[2020 MLSys] Salus: Fine-Grained GPU Sharing Primitives for Deep Learning Applications

One-line Summary

Salus presents two GPU sharing primitives for fine-grained GPU sharing among multiple DL applications: fast job switching (for time-sharing and preemption) and GPU lane abstraction (for dynamic memory sharing). Together, these primitives improve all aspects of training performance and open the gate to implementing novel policies.

Paper Structure Outline

Introduction
Background and Motivation
1. DL Workloads Characteristics
2. Existing Techniques for Sharing GPUs
Salus
1. Architectural Overview
2. Efficient Job Switching
  1. Characterizing DL Memory Allocations
  2. Scheduling Granularity
3. Spatial Sharing via GPU Lane
  1. Lane Auto Defragmentation
  2. Lane Assignment
Scheduling Policies in Salus
1. PACK to Maximize Efficiency
2. SRTF to Enable Prioritization
3. FAIR to Equalize Job Progress
Evaluation
1. Long-Running Training
  1. Overall Comparison
  2. Impact of Fast Job Switching
2. Hyper-Parameter Exploration
3. Inference
4. Overhead
Concluding Remarks

Background & Motivation

The modern GPU allocation model (coarse-grained, one-at-a-time) is not good enough, in that it creates a high overhead for flexible scheduling (time-sharing, preemption, migration). Also, as having multiple coexisting processes in a GPU is not efficient, the GPU becomes underutilized.

Design and Implementation

Existing GPU sharing techniques are not efficient. Salus tackles this by exposing two GPU sharing primitives: fast job switching and memory sharing.

Fast Job Switching

Modern frameworks use checkpointing for job switching to achieve second-scale suspend-resume. Nevertheless, checkpointing results in large data transfer from/to the GPU memory, making the communication cost non-negligible. In Salus, memory allocations are classified into three types:

Model: Model parameters, persistent, no temporal variations.
Ephemeral: Intermediate layer's outputs/temporal data generated by the algorithm itself. Only needed during computations and are released between iterations.
Framework-internal: Used by the DL framework for book-keeping/data preparation pipeline. Persistent across iterations.

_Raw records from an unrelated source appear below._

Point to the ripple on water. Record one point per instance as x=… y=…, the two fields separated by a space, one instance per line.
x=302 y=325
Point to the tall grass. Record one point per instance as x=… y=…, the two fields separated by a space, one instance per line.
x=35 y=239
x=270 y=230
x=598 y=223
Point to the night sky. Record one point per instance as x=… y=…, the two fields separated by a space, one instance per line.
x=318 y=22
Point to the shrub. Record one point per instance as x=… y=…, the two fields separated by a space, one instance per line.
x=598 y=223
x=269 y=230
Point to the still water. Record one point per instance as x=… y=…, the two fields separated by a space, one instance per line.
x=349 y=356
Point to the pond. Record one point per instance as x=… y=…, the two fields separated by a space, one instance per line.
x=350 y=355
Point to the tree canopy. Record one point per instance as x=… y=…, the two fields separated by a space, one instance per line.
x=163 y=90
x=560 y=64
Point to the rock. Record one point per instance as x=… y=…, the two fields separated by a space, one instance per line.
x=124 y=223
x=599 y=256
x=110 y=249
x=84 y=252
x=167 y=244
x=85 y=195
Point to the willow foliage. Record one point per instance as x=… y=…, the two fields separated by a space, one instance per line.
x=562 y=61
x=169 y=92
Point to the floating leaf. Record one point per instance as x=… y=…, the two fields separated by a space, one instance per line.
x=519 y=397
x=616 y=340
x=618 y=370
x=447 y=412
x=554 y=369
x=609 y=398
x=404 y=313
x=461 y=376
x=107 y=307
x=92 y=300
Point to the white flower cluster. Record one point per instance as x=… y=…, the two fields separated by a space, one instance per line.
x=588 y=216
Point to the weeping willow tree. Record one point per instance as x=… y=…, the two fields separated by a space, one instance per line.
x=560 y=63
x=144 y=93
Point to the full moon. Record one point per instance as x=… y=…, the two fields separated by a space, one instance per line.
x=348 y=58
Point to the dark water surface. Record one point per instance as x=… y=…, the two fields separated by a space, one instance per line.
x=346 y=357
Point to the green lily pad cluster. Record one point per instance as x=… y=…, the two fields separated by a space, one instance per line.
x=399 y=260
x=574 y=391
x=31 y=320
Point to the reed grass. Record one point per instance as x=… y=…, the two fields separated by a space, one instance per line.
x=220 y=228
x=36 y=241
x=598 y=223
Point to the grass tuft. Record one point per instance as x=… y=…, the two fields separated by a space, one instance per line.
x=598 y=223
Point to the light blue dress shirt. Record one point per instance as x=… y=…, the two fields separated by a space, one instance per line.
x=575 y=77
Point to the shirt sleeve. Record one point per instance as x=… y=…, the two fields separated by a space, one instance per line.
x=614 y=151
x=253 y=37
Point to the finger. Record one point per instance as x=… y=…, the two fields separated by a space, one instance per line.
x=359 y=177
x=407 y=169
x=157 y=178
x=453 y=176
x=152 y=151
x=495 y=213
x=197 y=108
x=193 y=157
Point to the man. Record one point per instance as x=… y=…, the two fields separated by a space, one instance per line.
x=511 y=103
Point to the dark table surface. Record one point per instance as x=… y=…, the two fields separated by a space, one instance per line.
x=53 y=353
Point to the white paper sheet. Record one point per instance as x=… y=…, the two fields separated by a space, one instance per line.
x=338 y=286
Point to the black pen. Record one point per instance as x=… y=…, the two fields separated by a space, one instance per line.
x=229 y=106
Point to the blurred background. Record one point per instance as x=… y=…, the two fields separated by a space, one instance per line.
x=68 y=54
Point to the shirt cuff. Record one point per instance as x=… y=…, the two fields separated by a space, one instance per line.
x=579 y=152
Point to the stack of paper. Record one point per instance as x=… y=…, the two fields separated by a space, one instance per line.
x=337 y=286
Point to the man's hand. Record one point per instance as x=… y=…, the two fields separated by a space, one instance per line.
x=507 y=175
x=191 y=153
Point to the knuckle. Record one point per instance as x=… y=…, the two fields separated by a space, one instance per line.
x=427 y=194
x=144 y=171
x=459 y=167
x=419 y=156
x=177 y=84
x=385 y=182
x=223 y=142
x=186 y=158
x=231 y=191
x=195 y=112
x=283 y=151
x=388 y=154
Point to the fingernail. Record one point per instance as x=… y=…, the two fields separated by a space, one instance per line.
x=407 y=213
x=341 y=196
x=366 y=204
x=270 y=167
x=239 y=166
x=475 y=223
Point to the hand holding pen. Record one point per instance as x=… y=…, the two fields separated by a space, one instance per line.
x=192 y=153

As persistent memory is significantly less than ephemeral memory, more than one job's persistent memory can be kept in GPU while still having space for either job's ephemeral memory. Thus, fast job switching is enabled by not removing persistent memory from GPU at all.

In Salus, the GPU memory space is divided into ephemeral and persistent regions, and the ephemeral region is furthur divided into lanes, which are continuous memory spaces that can contain ephemeral memory allocation for iterations. This allows time-slicing within lanes and parallelism across lanes. Salus also supports automatic in-lane defragmentation and dynamic lane assignment (re-partitioning).

Scheduling Policies

PACK (Maximize Efficiency): Multiple jobs can be packed in separated GPU lanes to achieve higher utilization and minimize makespan. This allows training many jobs in parallel and enables efficient inference serving.
SRTF (Enable Prioritization): Salus supports job priorities by doing preemption of larger jobs.
FAIR (Equalize Job Progress): This equalizes total service over time for jobs in each lane.
FIFO: The de facto mechanism nowadays.